Nobel Barış Ödülü, tecavüzün savaş silahı olarak kullanılmasını engellemek amacıyla çalışmalar yürüten Kongolu jinekolog Denis Mukwege ve DEAŞ teröristleri tarafından tecavüz ve işkenceye maruz kaldıktan sonra Birleşmiş Milletler İyi Niyet Elçisi olan Nadia Murad'a verildi. Ödül komitesi, "Her ikisi de bu tarz savaş suçlarına dikkat çekilmesine ve bunlarla mücadele edilmesine odaklanan çabalara önemli katkılar yaptı. İkisi de kendi yöntemleriyle savaş zamanlarındaki cinsel şiddetin daha çok görünür kılınması ve bunu yapanların da yaptıklarından sorumlu tutulması için mücadele etti" açıklamasını yayımladı.

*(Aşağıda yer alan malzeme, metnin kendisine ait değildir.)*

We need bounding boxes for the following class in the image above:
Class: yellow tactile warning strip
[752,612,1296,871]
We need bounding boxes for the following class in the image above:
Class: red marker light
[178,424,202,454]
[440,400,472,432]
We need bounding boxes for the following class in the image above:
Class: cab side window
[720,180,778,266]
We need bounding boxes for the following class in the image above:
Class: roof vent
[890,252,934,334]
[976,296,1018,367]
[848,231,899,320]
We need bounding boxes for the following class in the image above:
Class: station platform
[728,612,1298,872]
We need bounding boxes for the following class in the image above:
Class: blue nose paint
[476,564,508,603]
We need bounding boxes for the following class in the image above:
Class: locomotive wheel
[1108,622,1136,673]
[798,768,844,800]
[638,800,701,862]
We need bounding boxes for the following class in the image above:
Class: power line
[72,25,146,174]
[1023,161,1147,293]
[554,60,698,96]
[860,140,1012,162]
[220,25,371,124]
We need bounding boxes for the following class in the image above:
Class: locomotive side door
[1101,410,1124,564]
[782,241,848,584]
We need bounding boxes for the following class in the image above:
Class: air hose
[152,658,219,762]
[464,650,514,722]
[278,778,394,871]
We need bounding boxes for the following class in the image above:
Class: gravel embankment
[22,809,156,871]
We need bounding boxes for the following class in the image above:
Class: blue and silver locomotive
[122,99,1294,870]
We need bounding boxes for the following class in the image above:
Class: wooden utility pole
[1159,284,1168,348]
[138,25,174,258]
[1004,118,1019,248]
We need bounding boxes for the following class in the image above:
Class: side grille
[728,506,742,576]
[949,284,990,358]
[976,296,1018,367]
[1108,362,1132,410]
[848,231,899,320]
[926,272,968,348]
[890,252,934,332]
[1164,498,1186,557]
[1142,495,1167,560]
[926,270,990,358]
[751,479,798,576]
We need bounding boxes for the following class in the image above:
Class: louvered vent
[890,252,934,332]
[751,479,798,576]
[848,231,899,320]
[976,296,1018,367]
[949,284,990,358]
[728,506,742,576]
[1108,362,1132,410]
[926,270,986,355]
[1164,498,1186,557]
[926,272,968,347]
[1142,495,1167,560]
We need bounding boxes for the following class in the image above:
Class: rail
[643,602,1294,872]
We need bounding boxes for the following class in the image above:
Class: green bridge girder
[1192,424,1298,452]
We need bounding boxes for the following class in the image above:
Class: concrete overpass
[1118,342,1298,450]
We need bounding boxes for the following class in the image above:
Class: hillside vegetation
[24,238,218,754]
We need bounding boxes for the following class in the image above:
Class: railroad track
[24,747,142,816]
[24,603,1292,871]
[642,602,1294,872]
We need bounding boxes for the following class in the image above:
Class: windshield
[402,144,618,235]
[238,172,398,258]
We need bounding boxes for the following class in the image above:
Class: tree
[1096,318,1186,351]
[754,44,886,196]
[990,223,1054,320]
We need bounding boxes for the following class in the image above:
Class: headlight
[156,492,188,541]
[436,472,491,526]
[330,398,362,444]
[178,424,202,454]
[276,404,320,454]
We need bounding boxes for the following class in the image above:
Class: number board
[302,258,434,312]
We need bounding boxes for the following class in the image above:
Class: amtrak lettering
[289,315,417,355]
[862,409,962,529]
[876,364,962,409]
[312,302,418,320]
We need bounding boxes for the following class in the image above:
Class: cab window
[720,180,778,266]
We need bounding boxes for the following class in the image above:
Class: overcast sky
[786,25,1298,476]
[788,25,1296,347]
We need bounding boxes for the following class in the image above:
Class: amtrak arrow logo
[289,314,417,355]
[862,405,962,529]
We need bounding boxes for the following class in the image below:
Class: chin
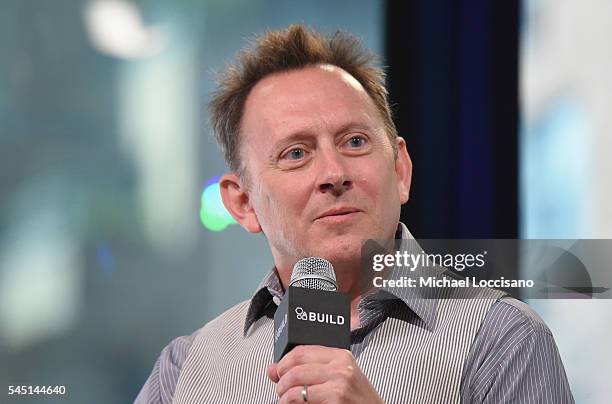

1955 yılında doğan Mukwege, Demokratik Kongo Cumhuriyeti'nde Panzi Hastanesi'ni kurdu. Bu hastanede, toplu tecavüze uğrayan kadınların tedavisi yapılıyor. DEAŞ'ın elinden kurtulduktan sonra Yezidi katliamının tanınması için mücadele veren 25 yaşındaki Murad da örgütün Sincar saldırısı sırasında annesini ve 6 erkek kardeşini kaybetmişti.
Birleşmiş Milletler de Nobel'in bu iki isme verlimeisni 'fantastik' bir gelişme olarak nitelendirdi.